Common side effects of taking antibiotics for a prolonged period include yeast infections, constipation, and stomach irritability such as an ulcer. So taking a probiotic to offset the bad side effects of the antibiotic is advised. You can, however, clear sinusitis using home remedies.
Home remedies to help resolve sinusitus
- Try using saline nasal sprays or decongestant nasal sprays. Saline sprays are recommended for regular use. A decongestant nasal spray should only be taken in acute cases. Prolonged exposure to the spray can cause congestion to worsen. Your doctor may prescribe a corticosteroid nasal spray to help reduce swelling and inflammation. Again, only use the spray as recommended. If you experience nose bleeds, stop using the spray immediately.
- Over-the-counter medications such as ibuprofen and aspirin can help with headaches, high temperatures and reduce inflammation.

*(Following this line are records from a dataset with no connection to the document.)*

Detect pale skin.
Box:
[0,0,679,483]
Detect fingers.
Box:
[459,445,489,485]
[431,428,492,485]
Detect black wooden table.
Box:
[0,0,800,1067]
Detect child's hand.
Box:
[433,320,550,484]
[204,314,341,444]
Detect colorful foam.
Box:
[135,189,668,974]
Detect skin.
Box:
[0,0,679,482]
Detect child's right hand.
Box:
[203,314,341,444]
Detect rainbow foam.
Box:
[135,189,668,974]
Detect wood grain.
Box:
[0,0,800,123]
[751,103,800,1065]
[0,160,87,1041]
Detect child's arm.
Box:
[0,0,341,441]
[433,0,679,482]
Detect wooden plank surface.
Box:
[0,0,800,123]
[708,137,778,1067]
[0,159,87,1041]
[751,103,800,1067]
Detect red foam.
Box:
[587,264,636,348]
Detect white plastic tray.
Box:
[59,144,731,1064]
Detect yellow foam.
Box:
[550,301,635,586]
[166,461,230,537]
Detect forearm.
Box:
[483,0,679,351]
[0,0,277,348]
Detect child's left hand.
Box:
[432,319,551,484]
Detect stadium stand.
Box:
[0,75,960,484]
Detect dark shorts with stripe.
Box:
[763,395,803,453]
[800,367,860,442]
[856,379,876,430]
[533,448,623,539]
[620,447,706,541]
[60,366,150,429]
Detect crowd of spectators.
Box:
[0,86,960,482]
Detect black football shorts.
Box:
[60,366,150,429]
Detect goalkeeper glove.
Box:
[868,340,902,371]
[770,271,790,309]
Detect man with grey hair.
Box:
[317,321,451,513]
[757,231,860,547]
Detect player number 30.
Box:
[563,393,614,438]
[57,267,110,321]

- Attempt a nasal irrigation. It might not sound pleasant but using a syringe filled with pre-boiled salt water to irrigate the nasal cavities can help to remove infected mucous. Make sure to boil the tap water to kill potential bacteria, then let it cool down before insertion.
- Try steam inhalation. Add a teaspoon of Vicks vapour rub to a bowl of boiling water. Cover your head with a towel over the bowl and breathe in the steam for roughly ten minutes. This can help to clear out your nasal cavities.
- Rest. Often infections arise because our bodies are overworked. Giving yourself plenty of time to rest allows you time to heal.
- Stay hydrated. Drinking water regularly can help to keep the mucous thin.
- Place a warm face cloth or compress on your face to help ease the pain.
- Use a humidifier to moisten the air and soften dried mucus in your nose. This can reduce congestion allowing you to breathe easier.
What are the signs of a sinus infection getting better?
The first sign that your sinus infection is improving is the colour of your nasal discharge should change from green to yellow to clear. You’ll feel less heavy in your head, and it’ll become easier to breathe through your nose. Your facial bones will no longer hurt, and your post-nasal drip will stop. Ensure to finish your course of antibiotics or continue using your home remedies until the infection is completely cleared up.
And that’s how to tell if you have a sinus infection as well as how to treat it.
If you suffer from frequent sinus infections, you need to determine if this is an allergic reaction to something in your environment. Knowing your triggers can help you to avoid future attacks.